Three of Fast Company’s 45 World Changing Ideas Award winners are using novel tech to evolve key food categories including eggs, dairy, and palm oil. All of those industries are fueling the climate crisis, deforestation, and biodiversity loss.

egg white
Onego Bio uses fermentation to develop egg substitutes | Courtesy

Onego Bio snagged the Food Award for its sustainable solution to conventional eggs which pose environmental and ethical issues. Eighty-six percent of eggs are produced in carbon-intense industrial-farm settings, totaling some 200-plus-million metric tons of CO2 each year, according to Maija Itkonen, Onego’s CEO. The company is using precision fermentation to replicate the properties of egg whites in a more sustainable and ethical way. And given the recent avian flu outbreaks that sent conventional egg prices soaring, the need for solutions has never been more pressing.

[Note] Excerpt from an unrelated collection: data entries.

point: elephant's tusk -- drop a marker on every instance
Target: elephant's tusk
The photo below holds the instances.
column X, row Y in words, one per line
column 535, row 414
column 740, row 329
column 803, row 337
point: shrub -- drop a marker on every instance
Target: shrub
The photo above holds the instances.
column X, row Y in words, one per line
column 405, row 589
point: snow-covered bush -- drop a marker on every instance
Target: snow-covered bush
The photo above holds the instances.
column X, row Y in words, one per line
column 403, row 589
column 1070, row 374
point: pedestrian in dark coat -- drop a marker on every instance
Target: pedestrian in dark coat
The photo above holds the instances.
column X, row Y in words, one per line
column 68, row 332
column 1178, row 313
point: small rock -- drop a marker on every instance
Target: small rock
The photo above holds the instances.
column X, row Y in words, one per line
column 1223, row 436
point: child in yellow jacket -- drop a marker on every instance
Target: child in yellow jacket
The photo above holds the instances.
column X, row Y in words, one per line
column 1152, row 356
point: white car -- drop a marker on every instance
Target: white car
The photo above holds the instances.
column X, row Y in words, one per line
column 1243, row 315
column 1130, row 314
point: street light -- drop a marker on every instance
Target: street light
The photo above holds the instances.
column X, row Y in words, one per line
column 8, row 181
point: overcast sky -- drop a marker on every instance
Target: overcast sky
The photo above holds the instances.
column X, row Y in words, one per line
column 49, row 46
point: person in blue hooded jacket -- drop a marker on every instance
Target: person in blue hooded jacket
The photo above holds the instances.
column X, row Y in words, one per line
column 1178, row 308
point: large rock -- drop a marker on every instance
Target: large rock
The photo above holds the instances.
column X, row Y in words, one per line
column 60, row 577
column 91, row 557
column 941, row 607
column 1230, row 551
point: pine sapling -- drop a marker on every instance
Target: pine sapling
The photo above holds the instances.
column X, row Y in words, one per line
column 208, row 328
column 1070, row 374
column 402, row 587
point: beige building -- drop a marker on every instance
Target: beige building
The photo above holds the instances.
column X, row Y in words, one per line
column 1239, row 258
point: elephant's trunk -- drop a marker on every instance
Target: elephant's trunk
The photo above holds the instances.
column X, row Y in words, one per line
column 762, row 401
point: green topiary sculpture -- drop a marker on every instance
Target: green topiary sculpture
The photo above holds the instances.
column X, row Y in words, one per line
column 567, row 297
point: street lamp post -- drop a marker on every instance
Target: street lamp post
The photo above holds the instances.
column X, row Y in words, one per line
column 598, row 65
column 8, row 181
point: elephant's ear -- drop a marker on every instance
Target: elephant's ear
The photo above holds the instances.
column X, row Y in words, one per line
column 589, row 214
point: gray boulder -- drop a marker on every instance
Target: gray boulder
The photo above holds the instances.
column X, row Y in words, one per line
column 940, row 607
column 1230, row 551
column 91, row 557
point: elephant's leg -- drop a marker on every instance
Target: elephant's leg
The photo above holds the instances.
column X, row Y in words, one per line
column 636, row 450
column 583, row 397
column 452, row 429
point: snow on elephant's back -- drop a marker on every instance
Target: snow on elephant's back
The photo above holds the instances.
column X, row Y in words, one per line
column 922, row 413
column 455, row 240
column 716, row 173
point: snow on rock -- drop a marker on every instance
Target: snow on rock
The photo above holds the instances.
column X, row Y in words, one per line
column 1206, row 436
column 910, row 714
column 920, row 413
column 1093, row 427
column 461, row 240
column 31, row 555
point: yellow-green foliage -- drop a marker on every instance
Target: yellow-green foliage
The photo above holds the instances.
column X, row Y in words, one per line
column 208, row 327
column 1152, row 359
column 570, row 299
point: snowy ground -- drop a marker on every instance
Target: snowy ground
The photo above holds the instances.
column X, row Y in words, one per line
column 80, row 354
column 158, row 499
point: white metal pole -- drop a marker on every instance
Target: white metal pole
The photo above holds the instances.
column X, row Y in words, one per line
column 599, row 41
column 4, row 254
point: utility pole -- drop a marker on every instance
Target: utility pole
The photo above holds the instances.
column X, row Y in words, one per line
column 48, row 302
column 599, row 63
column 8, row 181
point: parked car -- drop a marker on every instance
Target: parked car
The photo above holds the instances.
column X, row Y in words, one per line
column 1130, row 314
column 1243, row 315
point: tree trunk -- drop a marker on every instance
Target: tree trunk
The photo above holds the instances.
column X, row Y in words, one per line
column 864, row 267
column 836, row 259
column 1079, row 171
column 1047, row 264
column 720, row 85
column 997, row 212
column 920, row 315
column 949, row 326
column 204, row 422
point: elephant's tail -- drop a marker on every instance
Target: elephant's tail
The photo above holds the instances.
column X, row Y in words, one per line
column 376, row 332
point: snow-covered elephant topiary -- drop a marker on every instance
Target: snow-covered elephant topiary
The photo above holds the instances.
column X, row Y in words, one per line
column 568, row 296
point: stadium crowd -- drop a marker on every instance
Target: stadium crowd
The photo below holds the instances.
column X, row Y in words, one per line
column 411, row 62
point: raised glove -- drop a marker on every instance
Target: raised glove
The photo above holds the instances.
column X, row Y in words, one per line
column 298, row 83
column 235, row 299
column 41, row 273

Onego beat out a number of other food tech companies for the title including New Culture, Beyond Meat, Impossible Foods, SciFi Foods, Upside Foods, and Voyage Foods. Honorable mentions in the category included Minus’ beanless coffee, Meati’s mycelium meat, MyForest Foods, unMeat, and Prime Roots.

Nobell Foods took home the Agriculture Award — beating out Onego Bio for its use of molecular farming — growing dairy proteins inside soybeans. The company says most soy grown in the U.S. goes to animal feed, but growing dairy-identical proteins in engineered soy would use less land because it takes 6 kilos of plant protein to produce 1 kilo of dairy from a cow. But it’s a kilo-for-kilo exchange when the soy is producing dairy proteins on its own.

“If we want to have a real chance of making a meaningful climate impact, we need to give people options that are delicious and they can actually afford,” said Magi Richani, Nobell’s founder and CEO.

Lab grown palm oil
Lab grown palm oil | Courtesy C16 Biosciences

The Bill Gates-back C16 Biosciences, which produces Palmless, snagged the Nature Award for its use of precision fermentation to produce palm oil. The palm industry is a major contributor to deforestation and leading producer of greenhouse gases. Palm oil is used in half of packaged items from food to personal care products, and Fast Company says the $60 billion industry is expected to quadruple by 2050.

“It doesn’t make sense that we’re destroying rainforests to make vegetable oil,” said Shara Ticku, cofounder and CEO of C16 Biosciences.